Another interesting thing about it is that it is very disparate. Some major voices are very reasonable about Russia, but most are negative, and some are comically apocalyptic. This is what one would expect if there was some financial influence ginning the system.
We've been talking about this for a while now. German public opinion is becoming more and more fed up with the what they increasingly believe to be a rigged media, and its starting to come out everywhere.
The allegations, while shocking, are consistent with the CIA's long and well-established history of media infiltration.
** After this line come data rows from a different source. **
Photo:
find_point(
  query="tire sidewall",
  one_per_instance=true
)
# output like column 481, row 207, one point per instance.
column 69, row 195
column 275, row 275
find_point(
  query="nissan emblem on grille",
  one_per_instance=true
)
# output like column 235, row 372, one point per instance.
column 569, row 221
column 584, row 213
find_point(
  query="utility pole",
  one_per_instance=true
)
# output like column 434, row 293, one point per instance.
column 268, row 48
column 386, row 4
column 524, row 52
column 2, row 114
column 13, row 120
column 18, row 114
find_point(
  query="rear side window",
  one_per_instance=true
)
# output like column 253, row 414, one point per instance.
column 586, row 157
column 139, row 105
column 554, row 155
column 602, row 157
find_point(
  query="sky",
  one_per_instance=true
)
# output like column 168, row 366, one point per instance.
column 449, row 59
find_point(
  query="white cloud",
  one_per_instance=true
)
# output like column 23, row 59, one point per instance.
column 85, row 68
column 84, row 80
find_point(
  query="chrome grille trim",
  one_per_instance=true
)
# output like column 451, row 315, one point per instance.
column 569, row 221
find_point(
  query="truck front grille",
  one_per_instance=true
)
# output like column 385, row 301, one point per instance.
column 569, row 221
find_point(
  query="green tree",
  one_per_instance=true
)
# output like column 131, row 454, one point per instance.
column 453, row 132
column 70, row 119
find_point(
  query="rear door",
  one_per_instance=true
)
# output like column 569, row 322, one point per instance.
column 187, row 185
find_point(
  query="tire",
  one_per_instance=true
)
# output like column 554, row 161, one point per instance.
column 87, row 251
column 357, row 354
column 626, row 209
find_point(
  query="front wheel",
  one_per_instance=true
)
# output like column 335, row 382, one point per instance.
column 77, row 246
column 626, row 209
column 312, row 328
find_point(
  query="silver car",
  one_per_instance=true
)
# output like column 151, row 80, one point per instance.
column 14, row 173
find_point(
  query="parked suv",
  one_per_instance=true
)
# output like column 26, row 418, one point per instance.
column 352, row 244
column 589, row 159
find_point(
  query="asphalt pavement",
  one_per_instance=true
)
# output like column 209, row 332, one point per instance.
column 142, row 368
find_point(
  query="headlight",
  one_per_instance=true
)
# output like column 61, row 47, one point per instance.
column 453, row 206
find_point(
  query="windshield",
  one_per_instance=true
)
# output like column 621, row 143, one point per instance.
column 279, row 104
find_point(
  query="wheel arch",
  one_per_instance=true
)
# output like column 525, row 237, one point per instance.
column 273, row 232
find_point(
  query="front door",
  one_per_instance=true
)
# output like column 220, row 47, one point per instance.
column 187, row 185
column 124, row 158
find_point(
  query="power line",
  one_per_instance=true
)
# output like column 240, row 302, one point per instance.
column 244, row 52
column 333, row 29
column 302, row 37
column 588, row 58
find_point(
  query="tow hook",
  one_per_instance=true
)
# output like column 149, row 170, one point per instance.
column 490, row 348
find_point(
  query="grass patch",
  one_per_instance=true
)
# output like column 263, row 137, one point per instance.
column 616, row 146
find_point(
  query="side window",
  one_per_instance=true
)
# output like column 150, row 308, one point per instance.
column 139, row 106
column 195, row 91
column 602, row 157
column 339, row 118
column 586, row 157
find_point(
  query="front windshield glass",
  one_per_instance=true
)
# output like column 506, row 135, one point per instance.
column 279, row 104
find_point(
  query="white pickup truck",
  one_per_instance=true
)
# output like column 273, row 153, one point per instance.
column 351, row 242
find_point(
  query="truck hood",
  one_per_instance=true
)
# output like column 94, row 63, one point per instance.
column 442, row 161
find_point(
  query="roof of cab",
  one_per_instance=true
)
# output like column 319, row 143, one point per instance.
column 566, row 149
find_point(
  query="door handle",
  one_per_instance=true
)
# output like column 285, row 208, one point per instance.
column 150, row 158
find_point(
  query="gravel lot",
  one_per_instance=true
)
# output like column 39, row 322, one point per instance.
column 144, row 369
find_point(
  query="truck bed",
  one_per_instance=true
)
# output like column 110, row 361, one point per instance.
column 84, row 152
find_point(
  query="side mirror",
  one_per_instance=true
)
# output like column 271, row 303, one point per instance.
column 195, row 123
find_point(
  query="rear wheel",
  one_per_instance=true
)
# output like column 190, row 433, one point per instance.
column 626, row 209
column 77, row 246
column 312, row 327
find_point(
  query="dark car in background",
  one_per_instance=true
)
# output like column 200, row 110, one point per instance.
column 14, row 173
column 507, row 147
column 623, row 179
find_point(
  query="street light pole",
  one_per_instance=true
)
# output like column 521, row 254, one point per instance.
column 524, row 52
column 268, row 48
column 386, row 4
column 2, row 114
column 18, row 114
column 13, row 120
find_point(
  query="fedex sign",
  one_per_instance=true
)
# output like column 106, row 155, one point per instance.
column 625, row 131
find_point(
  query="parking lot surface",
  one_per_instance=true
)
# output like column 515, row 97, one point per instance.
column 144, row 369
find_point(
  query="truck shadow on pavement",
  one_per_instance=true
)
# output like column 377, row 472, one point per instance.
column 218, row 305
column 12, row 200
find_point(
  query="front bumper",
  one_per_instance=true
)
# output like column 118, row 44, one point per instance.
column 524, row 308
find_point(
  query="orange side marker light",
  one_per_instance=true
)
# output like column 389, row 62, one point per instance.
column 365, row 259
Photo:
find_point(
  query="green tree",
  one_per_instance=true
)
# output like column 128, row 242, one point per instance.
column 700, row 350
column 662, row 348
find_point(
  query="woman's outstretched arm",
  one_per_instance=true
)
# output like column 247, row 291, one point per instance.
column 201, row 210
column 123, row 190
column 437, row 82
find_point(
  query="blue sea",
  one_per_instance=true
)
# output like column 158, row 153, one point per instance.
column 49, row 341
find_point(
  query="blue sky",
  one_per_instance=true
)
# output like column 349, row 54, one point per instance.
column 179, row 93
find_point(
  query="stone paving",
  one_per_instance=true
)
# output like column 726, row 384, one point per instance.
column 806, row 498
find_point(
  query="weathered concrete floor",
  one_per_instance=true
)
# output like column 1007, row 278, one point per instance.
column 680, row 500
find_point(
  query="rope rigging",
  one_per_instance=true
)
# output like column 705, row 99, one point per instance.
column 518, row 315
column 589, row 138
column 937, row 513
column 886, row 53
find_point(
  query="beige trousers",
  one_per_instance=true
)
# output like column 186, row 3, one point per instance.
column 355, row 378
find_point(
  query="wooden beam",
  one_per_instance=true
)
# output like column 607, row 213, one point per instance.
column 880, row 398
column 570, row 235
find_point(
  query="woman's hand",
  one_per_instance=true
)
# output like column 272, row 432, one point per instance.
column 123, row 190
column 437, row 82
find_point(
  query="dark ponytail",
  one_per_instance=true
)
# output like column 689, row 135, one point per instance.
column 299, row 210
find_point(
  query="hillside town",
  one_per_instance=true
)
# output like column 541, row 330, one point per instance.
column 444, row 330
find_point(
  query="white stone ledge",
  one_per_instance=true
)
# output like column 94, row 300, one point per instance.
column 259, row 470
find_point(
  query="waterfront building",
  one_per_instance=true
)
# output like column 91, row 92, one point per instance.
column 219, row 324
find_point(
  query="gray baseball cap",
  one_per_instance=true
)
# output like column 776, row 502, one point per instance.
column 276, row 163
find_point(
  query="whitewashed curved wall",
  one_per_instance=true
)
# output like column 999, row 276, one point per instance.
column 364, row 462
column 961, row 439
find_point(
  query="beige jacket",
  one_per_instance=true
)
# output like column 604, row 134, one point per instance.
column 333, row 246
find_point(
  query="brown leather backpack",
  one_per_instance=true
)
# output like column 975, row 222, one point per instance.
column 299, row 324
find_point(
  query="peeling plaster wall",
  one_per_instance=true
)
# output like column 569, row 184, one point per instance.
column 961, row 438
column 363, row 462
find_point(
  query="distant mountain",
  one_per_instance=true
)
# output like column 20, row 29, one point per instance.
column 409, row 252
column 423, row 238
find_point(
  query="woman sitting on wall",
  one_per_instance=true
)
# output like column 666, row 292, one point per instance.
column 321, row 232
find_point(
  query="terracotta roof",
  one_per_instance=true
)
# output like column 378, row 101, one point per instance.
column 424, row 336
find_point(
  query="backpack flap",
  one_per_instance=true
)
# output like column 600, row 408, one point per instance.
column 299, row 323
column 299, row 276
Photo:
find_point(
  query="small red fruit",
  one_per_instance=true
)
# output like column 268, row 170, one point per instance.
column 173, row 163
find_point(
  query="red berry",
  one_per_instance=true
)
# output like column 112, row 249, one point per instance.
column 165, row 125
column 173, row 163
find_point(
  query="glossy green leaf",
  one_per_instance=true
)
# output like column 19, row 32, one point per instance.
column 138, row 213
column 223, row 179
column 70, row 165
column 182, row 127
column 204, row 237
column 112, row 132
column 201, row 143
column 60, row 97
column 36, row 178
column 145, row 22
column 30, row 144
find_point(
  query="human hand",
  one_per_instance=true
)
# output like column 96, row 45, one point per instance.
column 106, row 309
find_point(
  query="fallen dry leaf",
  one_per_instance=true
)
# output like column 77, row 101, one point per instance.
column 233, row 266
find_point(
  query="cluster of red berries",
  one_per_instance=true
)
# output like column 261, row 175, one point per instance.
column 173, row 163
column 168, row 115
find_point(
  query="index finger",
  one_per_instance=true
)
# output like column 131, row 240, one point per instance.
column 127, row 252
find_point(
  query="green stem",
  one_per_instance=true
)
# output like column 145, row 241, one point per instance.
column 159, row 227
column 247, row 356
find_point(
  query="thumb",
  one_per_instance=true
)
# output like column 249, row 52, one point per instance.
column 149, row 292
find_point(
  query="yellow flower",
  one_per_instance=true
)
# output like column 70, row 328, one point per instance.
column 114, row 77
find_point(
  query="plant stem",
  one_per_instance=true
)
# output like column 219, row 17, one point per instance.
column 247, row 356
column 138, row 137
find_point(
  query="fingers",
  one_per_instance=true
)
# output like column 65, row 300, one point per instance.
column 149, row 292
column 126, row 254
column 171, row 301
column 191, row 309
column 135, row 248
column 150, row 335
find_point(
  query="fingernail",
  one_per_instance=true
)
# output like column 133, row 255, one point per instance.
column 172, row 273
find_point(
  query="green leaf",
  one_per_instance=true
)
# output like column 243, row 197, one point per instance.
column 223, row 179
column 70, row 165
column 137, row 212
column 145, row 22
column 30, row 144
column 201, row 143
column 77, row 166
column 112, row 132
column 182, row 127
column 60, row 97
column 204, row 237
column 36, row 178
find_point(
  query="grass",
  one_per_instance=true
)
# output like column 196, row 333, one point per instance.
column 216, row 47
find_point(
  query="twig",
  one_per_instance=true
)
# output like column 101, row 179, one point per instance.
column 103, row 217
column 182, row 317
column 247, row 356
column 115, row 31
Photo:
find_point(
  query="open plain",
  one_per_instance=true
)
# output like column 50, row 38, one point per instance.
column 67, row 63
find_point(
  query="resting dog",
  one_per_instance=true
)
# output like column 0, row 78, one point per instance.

Operation Mockingbird, which began in the 1950s, was a secret CIA operation which recruited journalists to serve as mouthpieces for the American government. The program was officially terminated after it was exposed by the famous Church Committee investigations, but evidence of ongoing CIA influence over the media continues to accumulate.
Just last week Glenn Greenwald's (of Edward Snowden fame) new groundbreaking investigative website, The Intercept, charged that the CIA leveraged its considerable influence - some might even say friendship - with media in order to discredit Gary Webb, the fearless American journalist who uncovered CIA cocaine trafficking as part of the Iran-Contra scandal of the 1980s.
From The Intercept (emphasis our own):
On September 18, the agency released a trove of documents spanning three decades of secret government operations. Culled from the agency’s in-house journal, Studies in Intelligence, the materials include a previously unreleased six-page article titled “Managing a Nightmare: CIA Public Affairs and the Drug Conspiracy Story.” Looking back on the weeks immediately following the publication of “Dark Alliance,” the document offers a unique window into the CIA’s internal reaction to what it called “a genuine public relations crisis” while revealing just how little the agency ultimately had to do to swiftly extinguish the public outcry.
Thanks in part to what author Nicholas Dujmovic, a CIA Directorate of Intelligence staffer at the time of publication, describes as “a ground base of already productive relations with journalists,” the CIA’s Public Affairs officers watched with relief as the largest newspapers in the country rescued the agency from disaster, and, in the process, destroyed the reputation of an aggressive, award-winning reporter.
It's as if Operation Mockingbird never ended.